The writer’s internal monologue goes something like this: I thought that description of the lightning strike was pretty strong. But if Beta George didn’t like it, there must be something wrong. He said he didn’t like the word “struck” because he thought it was a cliche. And he said Main Character Harriett wasn’t scared enough. I don’t get why she’d be more scared than she is, but if Beta George thinks. . .
I call this navel gazing. No further work gets done on the story because the writer is wrapped around his own axle trying to make Beta George happy–even if it’s against the writer’s own better judgment.
Does this scenario sound familiar to anyone: Mary has been working on her story for eighteen months but hasn’t gotten past Chapter Three. Every time she tries to move forward, she looks back and realizes that what she’s written is terrible. She wonders why she ever thought she could write a book, maybe has a little cry or maybe a big cocktail, and then she goes back to the beginning.
NOTE: Up to and excluding the part where she starts over, this is a process I go through with every book. Twenty-one of them. It’s part of the process. Literally, writing crappy prose is a necessary element of the journey to get to the end of a project. And not just at the beginning of a career. Every. Friggin’. Book.
Having done this a few times grants the advantage of having confidence in the crappy parts. I know that once the creative boiler comes up to pressure and I’m steaming through the story, I’ll be able to take care of damage control. But I have to get up to pressure. I have to move the story forward.
I’m going to share my strategy for managing doubt and crappy prose, and then I’m going to share how I think you should handle it until you feel confident that your boiler is sound.
I start every writing session by rewriting what I wrote in the previous two sessions. Then, when I finish today’s session of moving forward, I intentionally do not go back and edit. That’s tomorrow’s job, after things are less fresh in my head. Rewriting takes about an hour most days, and then I forge ahead. By the time I get to the end of the first draft, I’m really on my third or fourth draft, and all I need is a quick pass for a polish.
My system works for me because a) I’ve been doing this for a very long time, and b) I force myself to add at least a thousand words to yesterday’s count. Two thousand is better, and I think my record is 8,900. I don’t want to do that again.
Here’s my suggestion for others: Eyes Front. Don’t look back. Period. Hard stop.

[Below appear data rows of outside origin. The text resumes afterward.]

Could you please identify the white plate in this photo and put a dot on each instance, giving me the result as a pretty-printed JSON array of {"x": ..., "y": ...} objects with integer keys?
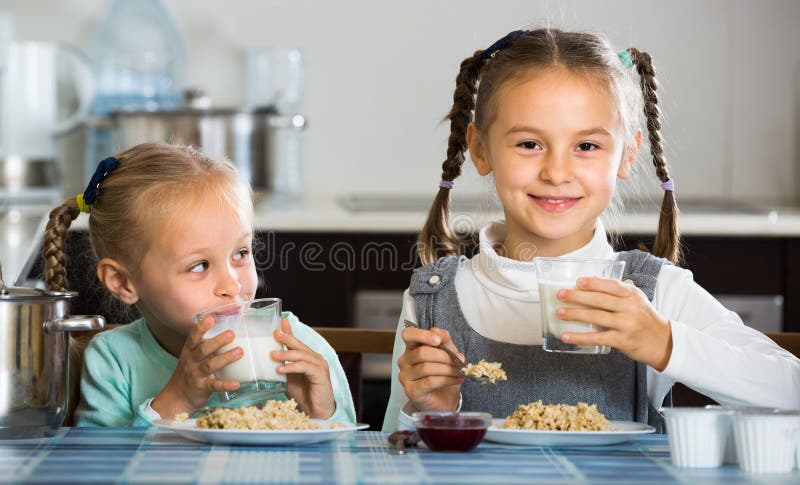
[
  {"x": 620, "y": 432},
  {"x": 259, "y": 437}
]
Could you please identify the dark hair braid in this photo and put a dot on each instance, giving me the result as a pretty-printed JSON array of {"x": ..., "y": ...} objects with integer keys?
[
  {"x": 667, "y": 243},
  {"x": 54, "y": 245},
  {"x": 436, "y": 238}
]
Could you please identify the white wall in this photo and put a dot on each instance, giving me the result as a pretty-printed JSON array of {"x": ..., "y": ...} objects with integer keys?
[{"x": 381, "y": 77}]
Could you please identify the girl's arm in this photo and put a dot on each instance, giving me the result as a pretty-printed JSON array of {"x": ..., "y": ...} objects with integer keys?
[
  {"x": 105, "y": 391},
  {"x": 714, "y": 353},
  {"x": 397, "y": 397},
  {"x": 345, "y": 410}
]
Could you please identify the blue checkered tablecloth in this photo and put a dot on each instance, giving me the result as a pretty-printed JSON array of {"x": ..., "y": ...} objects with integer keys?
[{"x": 142, "y": 455}]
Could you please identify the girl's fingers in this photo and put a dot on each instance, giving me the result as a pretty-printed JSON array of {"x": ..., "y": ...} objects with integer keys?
[
  {"x": 428, "y": 369},
  {"x": 195, "y": 336},
  {"x": 217, "y": 385},
  {"x": 591, "y": 315},
  {"x": 428, "y": 354},
  {"x": 431, "y": 383},
  {"x": 213, "y": 364},
  {"x": 297, "y": 355},
  {"x": 287, "y": 338},
  {"x": 592, "y": 338},
  {"x": 209, "y": 346},
  {"x": 616, "y": 288},
  {"x": 415, "y": 337},
  {"x": 311, "y": 371}
]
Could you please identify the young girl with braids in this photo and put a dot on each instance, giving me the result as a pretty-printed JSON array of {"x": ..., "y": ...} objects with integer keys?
[
  {"x": 173, "y": 232},
  {"x": 554, "y": 116}
]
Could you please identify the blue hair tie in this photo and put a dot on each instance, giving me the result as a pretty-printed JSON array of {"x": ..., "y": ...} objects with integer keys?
[
  {"x": 626, "y": 59},
  {"x": 103, "y": 169},
  {"x": 501, "y": 44}
]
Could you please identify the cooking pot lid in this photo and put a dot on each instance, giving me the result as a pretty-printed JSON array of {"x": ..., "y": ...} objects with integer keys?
[{"x": 17, "y": 293}]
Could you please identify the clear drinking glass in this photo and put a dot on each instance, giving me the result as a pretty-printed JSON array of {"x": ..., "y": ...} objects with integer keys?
[
  {"x": 559, "y": 273},
  {"x": 253, "y": 323}
]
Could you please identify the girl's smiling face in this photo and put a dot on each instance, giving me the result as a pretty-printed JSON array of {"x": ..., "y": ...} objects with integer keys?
[
  {"x": 556, "y": 147},
  {"x": 200, "y": 259}
]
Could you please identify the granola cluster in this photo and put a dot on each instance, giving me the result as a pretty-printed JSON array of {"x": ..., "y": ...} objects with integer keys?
[
  {"x": 557, "y": 417},
  {"x": 491, "y": 370},
  {"x": 272, "y": 415}
]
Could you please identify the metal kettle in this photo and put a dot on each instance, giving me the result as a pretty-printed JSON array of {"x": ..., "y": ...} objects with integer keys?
[{"x": 34, "y": 358}]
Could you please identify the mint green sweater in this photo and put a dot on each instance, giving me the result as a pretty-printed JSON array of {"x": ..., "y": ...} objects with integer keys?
[{"x": 125, "y": 368}]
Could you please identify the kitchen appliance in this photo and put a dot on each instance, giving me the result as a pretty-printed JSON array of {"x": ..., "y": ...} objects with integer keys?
[
  {"x": 29, "y": 112},
  {"x": 246, "y": 137},
  {"x": 34, "y": 350}
]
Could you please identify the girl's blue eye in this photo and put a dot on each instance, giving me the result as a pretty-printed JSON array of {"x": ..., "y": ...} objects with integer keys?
[
  {"x": 199, "y": 267},
  {"x": 529, "y": 145}
]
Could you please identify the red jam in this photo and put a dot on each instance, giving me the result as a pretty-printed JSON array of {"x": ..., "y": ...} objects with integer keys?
[{"x": 451, "y": 433}]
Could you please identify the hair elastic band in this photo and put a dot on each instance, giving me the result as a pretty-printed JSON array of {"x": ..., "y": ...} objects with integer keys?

Pick a targeted word count or a date on the calendar (think 10,000 words or three weeks–a real stretch). Until that milestone is reached, you are forbidden to look back at what you’ve written. Keep the story moving forward. Only forward. Get that boiler churning. Fall in love with your story again. And no cheating! If you forget what you named that guy in Chapter Two, mark the spot with asterisks and keep going.
When you reach your milestone, you MUST congratulate yourself for having met it. If you’re sailing your book at full speed through calm waters, set another goal and keep pressing on. If you need to go back to fix stuff (all those asterisks, for example), go for it. Make all the changes you feel are necessary, but remember that you still owe yourself a thousand words of forward progress.
Don’t let your book run aground while you’re cleaning the bilges.
What do you think, TKZers? Worth a try?